PCA is a statistical method used to reduce high-dimensional data (such as scRNA-Seq data) into lower dimensions, while retaining most of the original data information (21). PCA is an orthogonal linear transformation of the data points of the original dataset (22), creating new variables known as PCs that are unrelated amongst themselves and each PC captures decreasing proportions of the total variance of the original dataset (23). There are several approaches to detect the number of PCs that need to be kept in order to retain most of the variability of the original dataset, while excluding variability that is caused by noise. One of the most commonly used methods is keeping the top PCs that explain an arbitrarily selected percentage of variability, although that may include a large number of PCs that explain variability that is attributed to noise. On the other hand, the PCs and the variability of the dataset they explain can be plotted and the top ones can be selected using the ‘elbow’ method (24); however, in many cases, the ‘elbow’ may not be easily defined. In both cases, the remainder of the PCs are discarded, thus efficiently reducing the dataset dimensions (25).

When cells in scRNA-Seq data are treated as data points, PCs are linear combinations of genes, known as latent genes (26). As scRNA-Seq data provide no prior information about the identity of each cell, PCA, as an unsupervised method, may capture the linear associations present in the scRNA-Seq gene expressions, producing a low-dimension dataset, having an equal amount of cells as originally studied, and a smaller number of latent genes than in the original dataset, while retaining most of its variance (20). The produced low-dimensional gene expression matrix is commonly used as input to visualisation algorithms or for additional analyses.
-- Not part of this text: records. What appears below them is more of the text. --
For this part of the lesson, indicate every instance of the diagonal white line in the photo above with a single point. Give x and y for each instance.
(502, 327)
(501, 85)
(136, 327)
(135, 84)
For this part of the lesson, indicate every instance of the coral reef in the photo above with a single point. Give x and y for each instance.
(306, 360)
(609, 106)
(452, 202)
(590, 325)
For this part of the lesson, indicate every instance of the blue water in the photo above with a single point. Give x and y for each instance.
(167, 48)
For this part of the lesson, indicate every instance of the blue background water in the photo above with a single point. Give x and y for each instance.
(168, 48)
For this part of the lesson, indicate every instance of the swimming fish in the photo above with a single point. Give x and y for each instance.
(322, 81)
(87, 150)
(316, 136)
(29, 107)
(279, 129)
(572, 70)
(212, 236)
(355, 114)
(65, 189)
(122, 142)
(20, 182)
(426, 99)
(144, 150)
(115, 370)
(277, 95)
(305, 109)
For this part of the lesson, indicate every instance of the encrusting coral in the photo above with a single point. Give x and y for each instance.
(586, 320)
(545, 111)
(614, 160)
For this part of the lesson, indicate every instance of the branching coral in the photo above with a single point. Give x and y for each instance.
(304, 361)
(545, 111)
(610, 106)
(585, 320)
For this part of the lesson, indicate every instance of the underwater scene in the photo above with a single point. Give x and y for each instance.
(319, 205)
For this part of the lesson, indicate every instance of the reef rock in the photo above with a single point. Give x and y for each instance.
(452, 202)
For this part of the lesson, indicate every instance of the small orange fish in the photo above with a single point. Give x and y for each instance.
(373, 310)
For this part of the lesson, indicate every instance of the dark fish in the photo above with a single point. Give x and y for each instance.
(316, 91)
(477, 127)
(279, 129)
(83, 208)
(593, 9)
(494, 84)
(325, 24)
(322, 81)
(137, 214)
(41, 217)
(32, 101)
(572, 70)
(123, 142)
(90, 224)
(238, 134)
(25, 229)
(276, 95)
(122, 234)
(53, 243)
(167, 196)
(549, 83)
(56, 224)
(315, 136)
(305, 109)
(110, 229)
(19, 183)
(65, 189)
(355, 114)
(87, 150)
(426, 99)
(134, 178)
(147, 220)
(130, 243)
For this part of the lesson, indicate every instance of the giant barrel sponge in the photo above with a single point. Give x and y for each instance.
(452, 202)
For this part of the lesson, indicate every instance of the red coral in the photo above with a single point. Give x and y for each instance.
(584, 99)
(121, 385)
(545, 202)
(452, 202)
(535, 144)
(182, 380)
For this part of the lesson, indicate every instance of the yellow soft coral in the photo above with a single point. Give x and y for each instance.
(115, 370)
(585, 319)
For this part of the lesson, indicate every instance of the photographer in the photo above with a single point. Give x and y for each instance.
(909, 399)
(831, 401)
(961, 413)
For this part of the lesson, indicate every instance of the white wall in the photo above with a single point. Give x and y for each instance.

Visualisation methods in lower dimensions

To visualise high-dimensional data in a comprehensible form, data first need to undergo dimensionality reduction and then, to be mapped into two dimensions if a plot is drawn (20). Alternatively, if 3D-visualisation software is used, data need to be mapped into three dimensions. For scRNA-Seq data, there are two major methods for dimensionality reduction into two or three dimensions, and subsequent visualisation: t-distributed stochastic neighbour embedding (t-SNE) and uniform manifold approximation and projection (UMAP). t-SNE (14) was created as an improvement to the SNE method (27), which uses a Gaussian distribution to determine the similarity of the low-dimensional points and determines the low-dimensional representation through a loss function. t-SNE uses a Student-t distribution and an improved loss function, ultimately offering better spread of the data points and faster run time, respectively. UMAP (28) constructs a k-neighbour weighted graph and subsequently computes a lower-dimension layout of it. UMAP is more recent and was developed as an alternative to t-SNE, having an even lower execution time, while claiming to preserve the global structure of the data; i.e., the overall arrangement of the clusters, better.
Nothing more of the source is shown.